Gotta win, actually, and that's the trouble: The Phillies seem to have forgotten how to do so. They can't win with the best pitcher in baseball. They can't win with the best pitcher in the second half. They can't even win with one of their three aces trying to lock down a single inning.

"I have a motto about myself," first baseman Ryan Howard(notes) said. "Don't panic."

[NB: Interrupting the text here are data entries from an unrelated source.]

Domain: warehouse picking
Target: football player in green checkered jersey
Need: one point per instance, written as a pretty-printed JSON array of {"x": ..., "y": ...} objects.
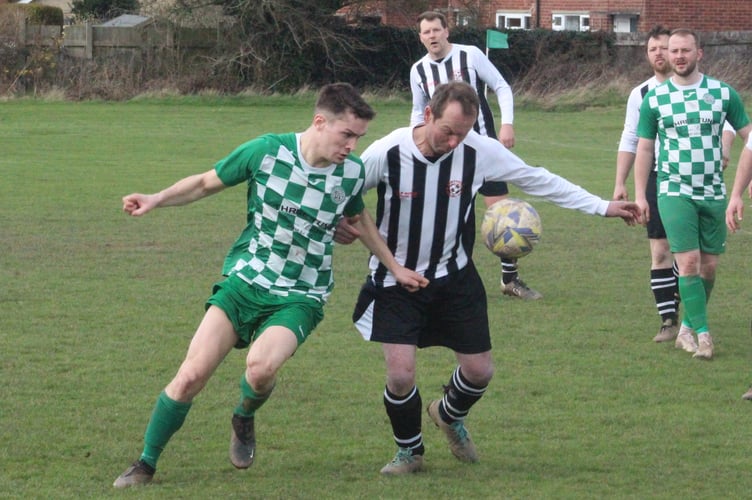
[
  {"x": 686, "y": 115},
  {"x": 278, "y": 272}
]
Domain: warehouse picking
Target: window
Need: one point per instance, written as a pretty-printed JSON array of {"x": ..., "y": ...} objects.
[
  {"x": 571, "y": 22},
  {"x": 513, "y": 20},
  {"x": 625, "y": 23}
]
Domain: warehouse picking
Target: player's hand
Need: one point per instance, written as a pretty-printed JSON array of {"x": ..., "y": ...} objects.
[
  {"x": 345, "y": 232},
  {"x": 643, "y": 211},
  {"x": 138, "y": 204},
  {"x": 627, "y": 210},
  {"x": 734, "y": 213},
  {"x": 409, "y": 279},
  {"x": 506, "y": 135},
  {"x": 620, "y": 193}
]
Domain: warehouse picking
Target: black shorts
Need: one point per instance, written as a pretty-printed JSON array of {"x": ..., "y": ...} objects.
[
  {"x": 450, "y": 312},
  {"x": 655, "y": 224}
]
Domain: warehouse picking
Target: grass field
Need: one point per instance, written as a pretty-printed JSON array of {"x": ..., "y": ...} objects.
[{"x": 98, "y": 310}]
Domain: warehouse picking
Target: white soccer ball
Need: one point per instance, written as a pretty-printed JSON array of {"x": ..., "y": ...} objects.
[{"x": 511, "y": 228}]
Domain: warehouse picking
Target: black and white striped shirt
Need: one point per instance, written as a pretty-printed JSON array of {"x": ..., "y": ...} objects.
[
  {"x": 425, "y": 210},
  {"x": 465, "y": 63}
]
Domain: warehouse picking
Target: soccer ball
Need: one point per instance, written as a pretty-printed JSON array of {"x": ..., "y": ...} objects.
[{"x": 511, "y": 228}]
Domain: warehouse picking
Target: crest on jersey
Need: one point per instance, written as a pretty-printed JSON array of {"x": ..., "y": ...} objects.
[
  {"x": 338, "y": 195},
  {"x": 454, "y": 188}
]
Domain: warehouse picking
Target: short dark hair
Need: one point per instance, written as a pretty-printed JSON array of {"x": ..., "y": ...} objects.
[
  {"x": 688, "y": 32},
  {"x": 432, "y": 15},
  {"x": 455, "y": 91},
  {"x": 339, "y": 98},
  {"x": 656, "y": 32}
]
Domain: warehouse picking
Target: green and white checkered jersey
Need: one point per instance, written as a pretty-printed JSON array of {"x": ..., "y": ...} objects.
[
  {"x": 293, "y": 208},
  {"x": 688, "y": 123}
]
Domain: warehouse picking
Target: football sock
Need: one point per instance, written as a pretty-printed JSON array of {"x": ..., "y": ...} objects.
[
  {"x": 459, "y": 396},
  {"x": 664, "y": 286},
  {"x": 168, "y": 416},
  {"x": 508, "y": 270},
  {"x": 694, "y": 299},
  {"x": 404, "y": 414},
  {"x": 249, "y": 400}
]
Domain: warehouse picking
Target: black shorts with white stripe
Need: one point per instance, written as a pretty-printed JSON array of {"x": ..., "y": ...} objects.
[{"x": 450, "y": 312}]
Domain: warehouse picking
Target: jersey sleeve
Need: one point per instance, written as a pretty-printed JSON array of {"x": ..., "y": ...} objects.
[
  {"x": 496, "y": 82},
  {"x": 420, "y": 99},
  {"x": 628, "y": 141},
  {"x": 375, "y": 162},
  {"x": 647, "y": 126},
  {"x": 502, "y": 164},
  {"x": 736, "y": 115},
  {"x": 242, "y": 163}
]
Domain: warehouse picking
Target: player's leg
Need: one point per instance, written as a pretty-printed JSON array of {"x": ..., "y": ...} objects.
[
  {"x": 213, "y": 339},
  {"x": 288, "y": 322},
  {"x": 394, "y": 317},
  {"x": 681, "y": 219},
  {"x": 663, "y": 280},
  {"x": 403, "y": 406},
  {"x": 712, "y": 231},
  {"x": 459, "y": 321}
]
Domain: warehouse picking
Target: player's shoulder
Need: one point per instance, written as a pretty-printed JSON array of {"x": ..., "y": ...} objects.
[
  {"x": 643, "y": 87},
  {"x": 469, "y": 49}
]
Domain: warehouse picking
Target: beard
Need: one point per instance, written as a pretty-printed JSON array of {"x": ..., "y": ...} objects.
[{"x": 688, "y": 69}]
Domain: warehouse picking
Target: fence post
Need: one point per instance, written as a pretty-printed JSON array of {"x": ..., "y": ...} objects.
[
  {"x": 22, "y": 30},
  {"x": 89, "y": 50}
]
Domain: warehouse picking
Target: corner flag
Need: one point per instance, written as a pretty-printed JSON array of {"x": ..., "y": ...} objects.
[{"x": 496, "y": 40}]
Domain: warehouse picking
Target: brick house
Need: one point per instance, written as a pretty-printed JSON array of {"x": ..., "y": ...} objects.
[{"x": 604, "y": 15}]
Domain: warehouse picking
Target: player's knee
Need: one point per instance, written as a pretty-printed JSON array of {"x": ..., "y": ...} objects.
[{"x": 261, "y": 373}]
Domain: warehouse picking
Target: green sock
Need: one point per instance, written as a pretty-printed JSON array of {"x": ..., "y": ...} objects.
[
  {"x": 249, "y": 400},
  {"x": 168, "y": 416},
  {"x": 694, "y": 299},
  {"x": 708, "y": 284}
]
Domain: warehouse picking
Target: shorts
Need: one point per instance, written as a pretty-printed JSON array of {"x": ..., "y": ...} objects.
[
  {"x": 450, "y": 312},
  {"x": 251, "y": 310},
  {"x": 494, "y": 188},
  {"x": 694, "y": 224},
  {"x": 655, "y": 228}
]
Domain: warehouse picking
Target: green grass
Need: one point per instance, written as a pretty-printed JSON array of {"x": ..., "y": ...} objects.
[{"x": 98, "y": 310}]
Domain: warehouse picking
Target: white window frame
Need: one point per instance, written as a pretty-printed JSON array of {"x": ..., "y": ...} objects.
[
  {"x": 629, "y": 20},
  {"x": 559, "y": 20},
  {"x": 524, "y": 18}
]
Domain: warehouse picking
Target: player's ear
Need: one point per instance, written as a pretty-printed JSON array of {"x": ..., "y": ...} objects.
[{"x": 319, "y": 121}]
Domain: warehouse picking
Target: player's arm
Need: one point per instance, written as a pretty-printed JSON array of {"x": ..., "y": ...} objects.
[
  {"x": 642, "y": 165},
  {"x": 624, "y": 161},
  {"x": 492, "y": 77},
  {"x": 735, "y": 208},
  {"x": 369, "y": 235},
  {"x": 420, "y": 100},
  {"x": 183, "y": 192},
  {"x": 627, "y": 145},
  {"x": 727, "y": 141}
]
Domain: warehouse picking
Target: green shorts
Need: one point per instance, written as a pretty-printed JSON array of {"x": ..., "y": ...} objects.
[
  {"x": 252, "y": 310},
  {"x": 694, "y": 224}
]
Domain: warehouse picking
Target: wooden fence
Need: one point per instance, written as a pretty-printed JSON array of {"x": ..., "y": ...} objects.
[{"x": 90, "y": 41}]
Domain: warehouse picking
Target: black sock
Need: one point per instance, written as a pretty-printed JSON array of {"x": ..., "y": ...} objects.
[
  {"x": 404, "y": 414},
  {"x": 664, "y": 284},
  {"x": 459, "y": 396},
  {"x": 508, "y": 270}
]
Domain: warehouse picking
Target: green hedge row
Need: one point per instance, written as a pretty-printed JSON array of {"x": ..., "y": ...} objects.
[
  {"x": 37, "y": 14},
  {"x": 383, "y": 55}
]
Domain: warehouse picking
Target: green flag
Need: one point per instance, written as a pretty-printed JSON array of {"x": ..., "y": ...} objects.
[{"x": 496, "y": 40}]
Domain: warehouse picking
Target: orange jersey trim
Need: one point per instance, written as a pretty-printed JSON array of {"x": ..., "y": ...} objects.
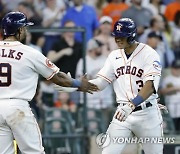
[{"x": 105, "y": 78}]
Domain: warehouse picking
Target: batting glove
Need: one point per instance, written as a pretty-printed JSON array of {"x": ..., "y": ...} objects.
[{"x": 123, "y": 112}]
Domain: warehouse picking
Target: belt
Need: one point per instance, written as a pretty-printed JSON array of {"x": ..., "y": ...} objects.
[{"x": 138, "y": 108}]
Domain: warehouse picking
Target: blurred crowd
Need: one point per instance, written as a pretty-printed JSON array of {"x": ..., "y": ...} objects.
[{"x": 158, "y": 25}]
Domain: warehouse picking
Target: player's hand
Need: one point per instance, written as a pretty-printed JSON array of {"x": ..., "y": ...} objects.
[
  {"x": 123, "y": 112},
  {"x": 87, "y": 86}
]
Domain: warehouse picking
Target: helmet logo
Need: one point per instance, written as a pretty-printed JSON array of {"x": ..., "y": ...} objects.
[{"x": 118, "y": 27}]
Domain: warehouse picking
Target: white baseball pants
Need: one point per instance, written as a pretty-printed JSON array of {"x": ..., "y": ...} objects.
[{"x": 18, "y": 122}]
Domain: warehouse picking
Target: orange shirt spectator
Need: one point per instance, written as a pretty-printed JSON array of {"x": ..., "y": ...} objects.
[
  {"x": 114, "y": 10},
  {"x": 171, "y": 10}
]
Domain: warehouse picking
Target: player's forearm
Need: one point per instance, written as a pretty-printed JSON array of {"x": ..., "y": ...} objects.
[
  {"x": 62, "y": 79},
  {"x": 170, "y": 90},
  {"x": 146, "y": 91},
  {"x": 54, "y": 57},
  {"x": 101, "y": 83}
]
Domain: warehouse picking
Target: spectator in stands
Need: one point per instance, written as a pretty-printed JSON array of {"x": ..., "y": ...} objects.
[
  {"x": 84, "y": 16},
  {"x": 176, "y": 35},
  {"x": 157, "y": 25},
  {"x": 32, "y": 16},
  {"x": 39, "y": 5},
  {"x": 104, "y": 35},
  {"x": 171, "y": 10},
  {"x": 98, "y": 5},
  {"x": 153, "y": 39},
  {"x": 156, "y": 7},
  {"x": 94, "y": 62},
  {"x": 11, "y": 5},
  {"x": 139, "y": 14},
  {"x": 114, "y": 9},
  {"x": 52, "y": 16},
  {"x": 28, "y": 42},
  {"x": 65, "y": 103},
  {"x": 171, "y": 90},
  {"x": 66, "y": 52}
]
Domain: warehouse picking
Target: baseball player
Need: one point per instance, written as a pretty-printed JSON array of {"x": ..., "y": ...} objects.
[
  {"x": 134, "y": 70},
  {"x": 19, "y": 69}
]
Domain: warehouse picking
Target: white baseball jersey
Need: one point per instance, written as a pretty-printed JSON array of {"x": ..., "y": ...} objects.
[
  {"x": 100, "y": 99},
  {"x": 129, "y": 75},
  {"x": 19, "y": 69}
]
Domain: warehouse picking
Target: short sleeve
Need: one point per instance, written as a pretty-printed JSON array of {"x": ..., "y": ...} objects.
[
  {"x": 152, "y": 67},
  {"x": 107, "y": 72},
  {"x": 44, "y": 66}
]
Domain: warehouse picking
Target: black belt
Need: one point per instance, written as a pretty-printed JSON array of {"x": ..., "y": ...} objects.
[{"x": 138, "y": 108}]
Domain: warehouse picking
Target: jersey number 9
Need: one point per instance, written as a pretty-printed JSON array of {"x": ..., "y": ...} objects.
[{"x": 5, "y": 74}]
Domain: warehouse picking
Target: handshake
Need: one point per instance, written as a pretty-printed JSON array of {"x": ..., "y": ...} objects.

Howard slid on a pair of Gucci shoes, clicked a pair of fat gemstones into his earlobes, snapped on a diamond bracelet and took a deep breath. Remarkable calm suffused his words as the season crumbled around him, which could have meant one of two things: The Phillies actually do have the fortitude to come back, or he's trying to find some peace and solace amid the dream that's spiraling toward limbo.

Faith in Halladay, who Thursday night faces Tim Lincecum(notes), remains strong. And if Halladay wins, the series heads back to Philadelphia, where Oswalt beat Jonathan Sanchez(notes) in Game 2. And should that happen again and the whole shebang comes down to Game 7 between Hamels and Matt Cain(notes), the Phillies – who folded last year in the World Series against the Yankees – will indeed have proven their mettle, and the awesome free-for-all of a true do-or-die will erase the memories of Game 4.

For now, they're fresh, and their concern is not so much the Giants' successes as the Phillies' screw-ups. Manuel overthought and undermanaged, and Oswalt stepped where he needn't. The Phillies tried their best to rationalize being down to one defeat before their season ends.

"I feel like we didn't really lose," Blanton said. "We just ran out of innings."

They've got nine Thursday. Better not run out of those, either, because there wouldn’t be any more.